You probably THINK you're defending your precious religion from "Big Bad" Me... but you obviously don't comprehend my posts in this thread. Let me try and dumb it down for you:

1)If a Christian woman fell in love with me, and she believed she would go to heaven, and I would go to hell, she would have to convert me. I can't fault that. I also can't convert, because I don't Believe. This means a Christian woman probably shouldn't get involved with me (or anyone who has devout non-Christian beliefs).

2)Someone claimed that Christians (of both genders) were using Romance as a way to try and convert people. I think that toying with the Soul of another person, and using Love as a weapon to do it is a worse crime than murder. I expressed my revulsion for anyone who would do this in the strongest terms possible without resorting to obscenities.

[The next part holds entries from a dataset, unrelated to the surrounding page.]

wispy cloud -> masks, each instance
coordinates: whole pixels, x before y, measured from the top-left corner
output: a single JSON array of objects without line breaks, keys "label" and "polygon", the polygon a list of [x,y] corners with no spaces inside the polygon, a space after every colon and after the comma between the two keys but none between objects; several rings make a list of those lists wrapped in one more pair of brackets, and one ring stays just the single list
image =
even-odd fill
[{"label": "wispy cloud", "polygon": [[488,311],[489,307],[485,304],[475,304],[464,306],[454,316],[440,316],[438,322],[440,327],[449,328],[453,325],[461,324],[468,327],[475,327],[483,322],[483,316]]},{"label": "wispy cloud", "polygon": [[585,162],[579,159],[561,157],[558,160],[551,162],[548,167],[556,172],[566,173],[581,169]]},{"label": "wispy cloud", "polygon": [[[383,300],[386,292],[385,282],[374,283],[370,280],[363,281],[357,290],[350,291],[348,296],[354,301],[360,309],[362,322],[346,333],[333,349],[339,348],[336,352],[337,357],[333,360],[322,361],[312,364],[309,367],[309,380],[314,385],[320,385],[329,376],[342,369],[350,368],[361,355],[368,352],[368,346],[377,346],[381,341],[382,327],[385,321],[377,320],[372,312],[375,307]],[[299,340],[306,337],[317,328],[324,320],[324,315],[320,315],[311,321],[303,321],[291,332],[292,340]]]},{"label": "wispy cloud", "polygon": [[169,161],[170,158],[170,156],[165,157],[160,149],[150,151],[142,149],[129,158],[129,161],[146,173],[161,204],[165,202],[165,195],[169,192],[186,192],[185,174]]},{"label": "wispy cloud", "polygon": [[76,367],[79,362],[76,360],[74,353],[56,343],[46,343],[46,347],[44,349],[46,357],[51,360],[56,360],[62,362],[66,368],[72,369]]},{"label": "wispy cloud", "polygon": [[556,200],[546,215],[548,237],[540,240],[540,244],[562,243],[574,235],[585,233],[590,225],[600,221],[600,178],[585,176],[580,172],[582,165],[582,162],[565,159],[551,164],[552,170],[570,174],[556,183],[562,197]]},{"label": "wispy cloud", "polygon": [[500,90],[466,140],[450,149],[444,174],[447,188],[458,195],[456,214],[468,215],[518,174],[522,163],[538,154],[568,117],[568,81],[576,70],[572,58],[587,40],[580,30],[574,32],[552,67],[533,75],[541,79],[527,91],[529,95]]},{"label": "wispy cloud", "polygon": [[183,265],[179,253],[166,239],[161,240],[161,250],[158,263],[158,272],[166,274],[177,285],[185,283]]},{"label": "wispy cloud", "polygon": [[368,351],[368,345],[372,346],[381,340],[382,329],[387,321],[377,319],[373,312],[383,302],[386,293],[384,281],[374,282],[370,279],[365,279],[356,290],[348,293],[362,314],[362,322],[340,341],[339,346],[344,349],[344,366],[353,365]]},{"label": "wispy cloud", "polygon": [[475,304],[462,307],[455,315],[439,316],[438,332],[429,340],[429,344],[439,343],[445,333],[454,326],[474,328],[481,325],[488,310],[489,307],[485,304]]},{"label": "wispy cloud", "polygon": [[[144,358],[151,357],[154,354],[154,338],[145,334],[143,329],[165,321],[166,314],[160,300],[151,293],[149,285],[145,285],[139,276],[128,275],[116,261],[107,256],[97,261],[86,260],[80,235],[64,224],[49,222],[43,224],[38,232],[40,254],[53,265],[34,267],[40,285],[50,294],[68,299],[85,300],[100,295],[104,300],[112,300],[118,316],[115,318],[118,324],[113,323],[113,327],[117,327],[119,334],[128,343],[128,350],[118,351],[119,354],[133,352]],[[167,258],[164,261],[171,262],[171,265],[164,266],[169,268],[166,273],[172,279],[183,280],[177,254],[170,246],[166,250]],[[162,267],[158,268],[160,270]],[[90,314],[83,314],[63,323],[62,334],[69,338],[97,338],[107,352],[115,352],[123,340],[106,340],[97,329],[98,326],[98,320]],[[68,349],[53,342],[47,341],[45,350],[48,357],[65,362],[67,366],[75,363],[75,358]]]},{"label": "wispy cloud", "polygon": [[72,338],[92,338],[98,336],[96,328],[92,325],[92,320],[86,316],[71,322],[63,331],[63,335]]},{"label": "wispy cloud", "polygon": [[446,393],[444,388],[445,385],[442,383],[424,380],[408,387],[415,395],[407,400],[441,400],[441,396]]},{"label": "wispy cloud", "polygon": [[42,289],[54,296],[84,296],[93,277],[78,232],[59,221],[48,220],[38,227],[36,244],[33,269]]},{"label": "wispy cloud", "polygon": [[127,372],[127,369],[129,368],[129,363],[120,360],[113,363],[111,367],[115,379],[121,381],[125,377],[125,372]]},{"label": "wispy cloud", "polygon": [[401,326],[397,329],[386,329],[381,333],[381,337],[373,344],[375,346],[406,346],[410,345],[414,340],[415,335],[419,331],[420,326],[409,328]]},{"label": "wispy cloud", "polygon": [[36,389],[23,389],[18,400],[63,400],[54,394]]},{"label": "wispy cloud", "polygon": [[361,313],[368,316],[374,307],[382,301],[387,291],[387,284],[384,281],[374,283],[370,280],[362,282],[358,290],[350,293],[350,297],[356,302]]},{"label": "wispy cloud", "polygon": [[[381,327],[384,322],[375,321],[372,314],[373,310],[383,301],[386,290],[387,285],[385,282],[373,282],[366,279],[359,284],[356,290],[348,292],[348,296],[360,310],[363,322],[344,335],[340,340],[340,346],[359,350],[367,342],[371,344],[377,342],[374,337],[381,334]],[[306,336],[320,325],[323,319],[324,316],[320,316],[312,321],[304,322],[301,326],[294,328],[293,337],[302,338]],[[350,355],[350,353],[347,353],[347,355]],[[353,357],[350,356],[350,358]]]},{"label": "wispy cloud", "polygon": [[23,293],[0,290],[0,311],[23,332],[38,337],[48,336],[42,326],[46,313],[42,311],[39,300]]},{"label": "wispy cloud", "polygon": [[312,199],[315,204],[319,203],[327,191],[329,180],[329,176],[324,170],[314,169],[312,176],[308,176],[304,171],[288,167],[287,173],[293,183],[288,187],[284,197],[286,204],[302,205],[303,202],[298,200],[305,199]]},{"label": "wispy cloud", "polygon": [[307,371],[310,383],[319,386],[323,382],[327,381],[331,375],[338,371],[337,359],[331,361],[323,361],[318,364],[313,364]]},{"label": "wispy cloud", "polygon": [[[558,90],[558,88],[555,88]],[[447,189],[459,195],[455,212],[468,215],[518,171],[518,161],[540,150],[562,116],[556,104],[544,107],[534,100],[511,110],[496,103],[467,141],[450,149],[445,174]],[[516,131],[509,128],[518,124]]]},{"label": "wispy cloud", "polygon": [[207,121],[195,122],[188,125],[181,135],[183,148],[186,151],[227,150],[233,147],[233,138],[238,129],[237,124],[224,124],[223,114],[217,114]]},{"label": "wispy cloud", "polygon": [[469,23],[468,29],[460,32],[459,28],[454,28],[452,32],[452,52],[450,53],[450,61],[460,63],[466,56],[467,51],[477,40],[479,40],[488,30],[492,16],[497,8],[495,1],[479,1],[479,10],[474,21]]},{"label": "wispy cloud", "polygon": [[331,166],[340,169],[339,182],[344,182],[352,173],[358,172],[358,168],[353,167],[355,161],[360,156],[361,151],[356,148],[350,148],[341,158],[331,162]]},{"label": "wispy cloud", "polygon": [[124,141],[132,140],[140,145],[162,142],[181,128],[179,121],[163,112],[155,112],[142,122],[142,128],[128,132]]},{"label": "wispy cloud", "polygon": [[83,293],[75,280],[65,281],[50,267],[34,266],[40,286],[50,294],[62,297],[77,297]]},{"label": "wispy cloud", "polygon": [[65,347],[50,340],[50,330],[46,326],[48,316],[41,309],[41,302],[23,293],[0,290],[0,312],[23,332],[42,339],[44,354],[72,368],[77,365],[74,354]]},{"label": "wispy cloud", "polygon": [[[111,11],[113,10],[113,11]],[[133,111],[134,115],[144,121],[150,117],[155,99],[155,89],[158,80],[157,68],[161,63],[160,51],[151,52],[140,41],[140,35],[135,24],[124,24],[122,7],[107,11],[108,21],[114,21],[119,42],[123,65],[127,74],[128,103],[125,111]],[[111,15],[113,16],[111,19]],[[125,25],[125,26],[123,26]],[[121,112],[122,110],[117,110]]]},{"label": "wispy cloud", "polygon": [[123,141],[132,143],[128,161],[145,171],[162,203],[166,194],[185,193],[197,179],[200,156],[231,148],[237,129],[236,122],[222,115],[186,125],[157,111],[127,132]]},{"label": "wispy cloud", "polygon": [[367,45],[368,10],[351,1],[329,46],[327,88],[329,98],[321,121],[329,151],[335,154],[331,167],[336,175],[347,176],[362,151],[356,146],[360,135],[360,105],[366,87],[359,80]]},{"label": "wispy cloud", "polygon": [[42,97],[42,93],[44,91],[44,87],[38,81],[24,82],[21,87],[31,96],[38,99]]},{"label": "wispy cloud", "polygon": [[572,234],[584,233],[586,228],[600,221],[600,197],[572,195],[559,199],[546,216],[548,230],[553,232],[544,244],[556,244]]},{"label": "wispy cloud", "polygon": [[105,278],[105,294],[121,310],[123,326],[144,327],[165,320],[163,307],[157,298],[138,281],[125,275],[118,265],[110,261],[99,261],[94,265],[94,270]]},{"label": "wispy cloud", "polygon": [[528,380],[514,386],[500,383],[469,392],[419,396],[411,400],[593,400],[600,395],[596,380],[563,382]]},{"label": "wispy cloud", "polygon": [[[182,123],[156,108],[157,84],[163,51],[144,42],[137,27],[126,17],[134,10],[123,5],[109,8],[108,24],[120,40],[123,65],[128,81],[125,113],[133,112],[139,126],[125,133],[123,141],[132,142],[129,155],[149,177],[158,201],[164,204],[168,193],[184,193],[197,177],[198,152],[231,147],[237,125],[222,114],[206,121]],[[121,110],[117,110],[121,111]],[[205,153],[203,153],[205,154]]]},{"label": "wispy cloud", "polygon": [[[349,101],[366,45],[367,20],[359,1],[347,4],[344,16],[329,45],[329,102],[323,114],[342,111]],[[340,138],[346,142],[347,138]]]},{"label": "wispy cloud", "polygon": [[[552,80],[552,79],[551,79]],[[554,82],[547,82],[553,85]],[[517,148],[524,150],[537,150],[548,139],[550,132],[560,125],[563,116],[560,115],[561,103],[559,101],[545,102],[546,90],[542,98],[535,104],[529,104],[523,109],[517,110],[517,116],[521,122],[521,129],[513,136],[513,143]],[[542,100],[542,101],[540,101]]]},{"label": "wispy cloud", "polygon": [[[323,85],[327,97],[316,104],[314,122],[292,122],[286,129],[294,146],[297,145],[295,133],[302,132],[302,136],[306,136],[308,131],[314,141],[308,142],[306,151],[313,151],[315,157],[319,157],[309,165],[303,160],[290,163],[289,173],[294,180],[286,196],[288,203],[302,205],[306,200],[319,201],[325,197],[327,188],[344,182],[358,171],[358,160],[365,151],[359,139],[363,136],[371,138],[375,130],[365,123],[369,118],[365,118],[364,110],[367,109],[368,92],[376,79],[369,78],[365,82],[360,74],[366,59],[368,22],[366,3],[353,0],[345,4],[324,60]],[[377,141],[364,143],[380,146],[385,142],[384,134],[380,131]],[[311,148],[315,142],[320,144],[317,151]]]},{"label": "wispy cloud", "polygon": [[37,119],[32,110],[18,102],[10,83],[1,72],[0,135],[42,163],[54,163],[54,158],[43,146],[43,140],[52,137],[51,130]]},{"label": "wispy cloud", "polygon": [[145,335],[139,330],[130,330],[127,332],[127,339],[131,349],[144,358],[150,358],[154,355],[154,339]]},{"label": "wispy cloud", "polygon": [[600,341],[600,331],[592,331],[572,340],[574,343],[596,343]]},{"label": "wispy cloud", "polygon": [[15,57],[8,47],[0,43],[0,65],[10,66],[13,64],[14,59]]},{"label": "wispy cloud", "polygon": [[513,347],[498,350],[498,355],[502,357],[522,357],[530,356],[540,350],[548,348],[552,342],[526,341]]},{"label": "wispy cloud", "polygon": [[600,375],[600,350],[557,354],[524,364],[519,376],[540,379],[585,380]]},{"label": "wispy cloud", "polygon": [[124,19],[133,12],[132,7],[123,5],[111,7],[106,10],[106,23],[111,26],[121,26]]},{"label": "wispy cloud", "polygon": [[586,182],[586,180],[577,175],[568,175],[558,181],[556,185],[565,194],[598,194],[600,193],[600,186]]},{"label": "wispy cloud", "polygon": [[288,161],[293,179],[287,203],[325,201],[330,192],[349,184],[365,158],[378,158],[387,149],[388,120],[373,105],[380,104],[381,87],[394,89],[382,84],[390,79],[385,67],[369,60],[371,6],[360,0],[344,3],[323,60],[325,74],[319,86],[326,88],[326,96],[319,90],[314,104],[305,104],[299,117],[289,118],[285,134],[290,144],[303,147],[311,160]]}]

3)Re: "The Definition of Insanity" To be honest, if someone was attacking Christianity here, it was the poster I was responding to. Basically, he claimed that all the women he wanted because of their Christian Values, were also un-dateable because of their holier than thou attitudes.
 octoro
Joined: 1/24/2008
Msg: 225
Do Christian Women Scare You Off ???
Posted: 2/19/2008 1:27:09 PM
I've been a Catholic for life and I understand Deuce98. The religion has went to crap mostly. Just like they depend HEAVILY on their festivals....65% revenue from drinking. I don't care for gays but it's the guy at the top who's on the brink of black and thus accepts anything to get out of black. I don't accept that which is why I'm searching for a single's church because quite frankly, if you're not married at my age in a Catholic or Christian church, you're also looked down upon for that.

If any man willingly touched my son the wrong way....break his jaw first. If he continued...break every bone so he couldn't anymore. I'm not a violent person but family is family.